Ciudad de México. — La «reina» de la mesa mexicana anda inalcanzable. En un recorrido por la economía doméstica de los últimos siete años, los datos son fríos pero calan hondo en el bolsillo: el precio de la tortilla ha registrado un aumento acumulado del 74% entre 2018 y el arranque de 2025. Este incremento no solo es un número más en la estadística, sino que supera por mucho a la inflación general, que en el mismo periodo rondó el 55%, convirtiendo al «alimento de batalla» en un lujo para muchos sectores.
De acuerdo con cifras cruzadas del Sistema Nacional de Información e Integración de Mercados (SNIIM) y el Instituto Nacional de Estadística y Geografía (Inegi), lo que antes se compraba con «un tostón», hoy apenas alcanza para medio kilo en algunas zonas. La tortilla, ese motor que mueve al país con un consumo promedio de 75 kilogramos por persona al año, ha dejado de ser ese producto accesible que completaba la comida del día para convertirse en un indicador de la carestía de la vida.
La situación no está pareja en todo el mapa; como dicen en el barrio, «según el sapo es la pedrada». Mientras que en la zona centro los precios intentan mantenerse a raya, en el norte del país la cosa arde. Estados como Sonora y Baja California han visto cómo el kilo de este insumo básico rompe la barrera psicológica de los 30 pesos, oscilando entre los 30 y 31 pesos en el ciclo 2024-2025, golpeando directamente a la línea de flotación de la economía familiar fronteriza.
No es que los tortilleros se quieran «pasar de rosca», sino que la cadena de producción trae arrastrando problemas serios.
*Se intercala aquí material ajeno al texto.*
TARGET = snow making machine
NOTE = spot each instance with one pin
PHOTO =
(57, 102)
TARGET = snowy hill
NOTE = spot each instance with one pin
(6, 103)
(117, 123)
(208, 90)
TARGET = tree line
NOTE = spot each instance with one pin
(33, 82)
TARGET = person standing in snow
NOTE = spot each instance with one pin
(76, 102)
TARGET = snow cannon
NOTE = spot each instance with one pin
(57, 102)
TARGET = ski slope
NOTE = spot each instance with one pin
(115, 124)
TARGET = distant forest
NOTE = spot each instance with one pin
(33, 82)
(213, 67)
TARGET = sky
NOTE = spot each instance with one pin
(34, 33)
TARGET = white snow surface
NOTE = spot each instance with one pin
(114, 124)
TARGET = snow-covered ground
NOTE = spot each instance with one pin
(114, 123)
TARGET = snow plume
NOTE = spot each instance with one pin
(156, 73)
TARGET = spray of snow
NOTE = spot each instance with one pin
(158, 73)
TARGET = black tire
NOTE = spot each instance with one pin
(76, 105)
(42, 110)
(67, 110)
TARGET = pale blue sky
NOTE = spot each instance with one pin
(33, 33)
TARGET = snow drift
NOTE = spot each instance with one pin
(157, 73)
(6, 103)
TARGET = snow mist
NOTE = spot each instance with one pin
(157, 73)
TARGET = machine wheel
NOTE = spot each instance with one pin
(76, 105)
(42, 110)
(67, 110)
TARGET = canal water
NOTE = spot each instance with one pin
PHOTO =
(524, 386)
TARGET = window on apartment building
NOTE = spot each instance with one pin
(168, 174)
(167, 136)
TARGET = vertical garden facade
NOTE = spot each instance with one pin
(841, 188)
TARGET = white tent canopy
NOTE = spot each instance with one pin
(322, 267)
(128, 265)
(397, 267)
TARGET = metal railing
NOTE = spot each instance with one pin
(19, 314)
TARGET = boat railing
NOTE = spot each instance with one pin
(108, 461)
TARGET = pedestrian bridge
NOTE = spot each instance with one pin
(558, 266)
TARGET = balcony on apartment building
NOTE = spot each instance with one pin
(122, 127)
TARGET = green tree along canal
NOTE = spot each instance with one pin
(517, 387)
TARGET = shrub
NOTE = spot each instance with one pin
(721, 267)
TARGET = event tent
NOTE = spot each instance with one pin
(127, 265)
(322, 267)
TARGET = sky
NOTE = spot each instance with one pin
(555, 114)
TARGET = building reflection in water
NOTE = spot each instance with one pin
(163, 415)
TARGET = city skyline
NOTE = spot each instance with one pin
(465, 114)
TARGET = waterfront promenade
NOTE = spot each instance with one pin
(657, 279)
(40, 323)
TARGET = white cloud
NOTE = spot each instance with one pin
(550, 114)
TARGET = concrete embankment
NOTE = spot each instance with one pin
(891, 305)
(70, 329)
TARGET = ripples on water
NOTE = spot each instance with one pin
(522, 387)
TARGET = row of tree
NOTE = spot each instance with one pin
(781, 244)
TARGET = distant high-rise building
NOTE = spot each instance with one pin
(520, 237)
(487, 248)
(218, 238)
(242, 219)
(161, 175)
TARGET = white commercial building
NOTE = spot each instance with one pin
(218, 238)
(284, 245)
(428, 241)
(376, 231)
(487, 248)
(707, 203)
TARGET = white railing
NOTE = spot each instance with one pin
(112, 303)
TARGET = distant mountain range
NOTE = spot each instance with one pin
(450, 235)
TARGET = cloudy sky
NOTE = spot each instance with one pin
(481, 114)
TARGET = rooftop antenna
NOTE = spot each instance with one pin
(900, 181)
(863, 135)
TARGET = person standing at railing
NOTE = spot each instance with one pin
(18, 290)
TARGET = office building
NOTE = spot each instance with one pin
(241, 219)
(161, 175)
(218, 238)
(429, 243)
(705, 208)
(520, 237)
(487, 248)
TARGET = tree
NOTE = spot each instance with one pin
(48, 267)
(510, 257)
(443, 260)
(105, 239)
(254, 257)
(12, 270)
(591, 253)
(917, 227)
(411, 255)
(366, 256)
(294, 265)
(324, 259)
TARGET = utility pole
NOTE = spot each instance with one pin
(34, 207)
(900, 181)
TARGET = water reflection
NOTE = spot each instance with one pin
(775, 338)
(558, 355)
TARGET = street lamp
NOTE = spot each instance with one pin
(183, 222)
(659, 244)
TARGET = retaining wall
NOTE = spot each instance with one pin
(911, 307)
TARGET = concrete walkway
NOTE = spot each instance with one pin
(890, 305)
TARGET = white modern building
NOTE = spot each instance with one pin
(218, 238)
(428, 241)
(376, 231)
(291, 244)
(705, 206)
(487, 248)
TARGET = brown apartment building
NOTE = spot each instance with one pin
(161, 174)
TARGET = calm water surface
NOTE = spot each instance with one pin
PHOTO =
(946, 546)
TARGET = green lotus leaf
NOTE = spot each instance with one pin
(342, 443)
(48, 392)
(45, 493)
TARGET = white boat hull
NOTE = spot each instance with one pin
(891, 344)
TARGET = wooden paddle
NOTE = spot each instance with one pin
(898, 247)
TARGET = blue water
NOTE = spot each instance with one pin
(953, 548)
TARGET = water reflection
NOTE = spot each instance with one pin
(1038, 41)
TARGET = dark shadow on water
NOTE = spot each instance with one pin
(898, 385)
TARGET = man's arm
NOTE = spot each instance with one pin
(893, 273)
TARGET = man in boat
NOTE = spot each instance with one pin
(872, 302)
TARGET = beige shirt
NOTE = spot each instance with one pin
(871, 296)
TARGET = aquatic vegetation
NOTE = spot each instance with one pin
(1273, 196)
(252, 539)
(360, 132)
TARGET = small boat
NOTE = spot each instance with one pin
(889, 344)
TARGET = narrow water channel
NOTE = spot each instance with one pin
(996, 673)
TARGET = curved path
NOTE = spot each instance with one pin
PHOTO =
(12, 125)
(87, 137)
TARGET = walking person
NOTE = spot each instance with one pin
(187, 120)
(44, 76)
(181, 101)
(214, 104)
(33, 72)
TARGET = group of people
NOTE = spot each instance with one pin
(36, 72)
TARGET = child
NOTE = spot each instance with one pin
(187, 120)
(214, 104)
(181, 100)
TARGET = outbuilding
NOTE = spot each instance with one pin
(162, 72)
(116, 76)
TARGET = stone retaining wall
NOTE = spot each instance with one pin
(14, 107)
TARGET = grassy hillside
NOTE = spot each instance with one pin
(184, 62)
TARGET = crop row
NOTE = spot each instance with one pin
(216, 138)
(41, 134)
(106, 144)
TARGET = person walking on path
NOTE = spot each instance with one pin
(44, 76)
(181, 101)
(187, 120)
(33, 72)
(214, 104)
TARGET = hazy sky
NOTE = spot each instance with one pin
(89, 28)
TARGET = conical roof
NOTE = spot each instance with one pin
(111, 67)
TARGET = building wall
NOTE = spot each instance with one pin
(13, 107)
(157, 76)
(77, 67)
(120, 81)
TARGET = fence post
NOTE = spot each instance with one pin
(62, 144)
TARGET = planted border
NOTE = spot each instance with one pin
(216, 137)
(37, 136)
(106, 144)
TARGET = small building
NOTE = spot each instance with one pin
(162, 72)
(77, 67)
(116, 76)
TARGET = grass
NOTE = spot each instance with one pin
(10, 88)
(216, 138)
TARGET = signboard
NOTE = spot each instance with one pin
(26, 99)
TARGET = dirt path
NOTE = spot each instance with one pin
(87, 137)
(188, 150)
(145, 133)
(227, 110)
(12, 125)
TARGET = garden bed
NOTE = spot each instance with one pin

El encarecimiento de los insumos primarios es el villano de esta historia: el precio internacional del maíz, el costo del gas LP —que es la sangre de las máquinas tortilladoras— y la electricidad, han formado una tormenta perfecta. A esto se le suma el costo del transporte, haciendo que llevar el grano del campo a la ciudad sea cada vez más costoso.
Otro factor que le echa limón a la herida es la sequía que ha azotado al campo mexicano en los últimos ciclos agrícolas. La falta de agua ha mermado las cosechas nacionales, obligando a depender más de la importación de granos, los cuales se cotizan en dólares y bailan al ritmo de los mercados internacionales. Cuando el campo tose, la ciudad se enferma, y eso se ve reflejado directamente en el mostrador de la tortillería de la esquina.
Ante este escenario, las familias han tenido que hacer malabares. Se ha observado una migración del consumo: de la tortillería de barrio, que ofrece el producto nixtamalizado tradicional, hacia las tortillas de supermercado. Estas últimas, aunque suelen ser más baratas (a veces «de a mentis» por ser gancho comercial), no ofrecen la misma calidad ni sabor, pero alivianan el gasto cuando la quincena ya no estira más.
El impacto social es innegable. Para el trabajador promedio, destinar casi el doble de presupuesto para el mismo kilo de tortillas que compraba en el sexenio pasado significa sacrificar otros productos de la canasta básica. Ya no se trata solo de «echarse un taco», sino de administrar la pobreza en un entorno donde los salarios han subido, sí, pero los precios de los alimentos han subido por el elevador mientras el poder adquisitivo sube por las escaleras.
A pesar de los esfuerzos gubernamentales y los pactos con las grandes harineras para intentar frenar los precios, la realidad del mercado se impone en la calle. Los dueños de las tortillerías, esos héroes anónimos que se levantan de madrugada a prender la máquina, afirman que aguantar el precio es insostenible sin quebrar el negocio, pues ellos también absorben los aumentos en refacciones y papel grado alimenticio.
Para este 2025, el panorama sigue siendo de incertidumbre. Aunque se espera que los precios se estabilicen, no se ve en el horizonte una bajada significativa. La tortilla, fiel compañera de guisados y salsas, seguirá siendo el termómetro más fiel de la economía real, esa que se siente en el estómago y se paga con monedas contantes y sonantes.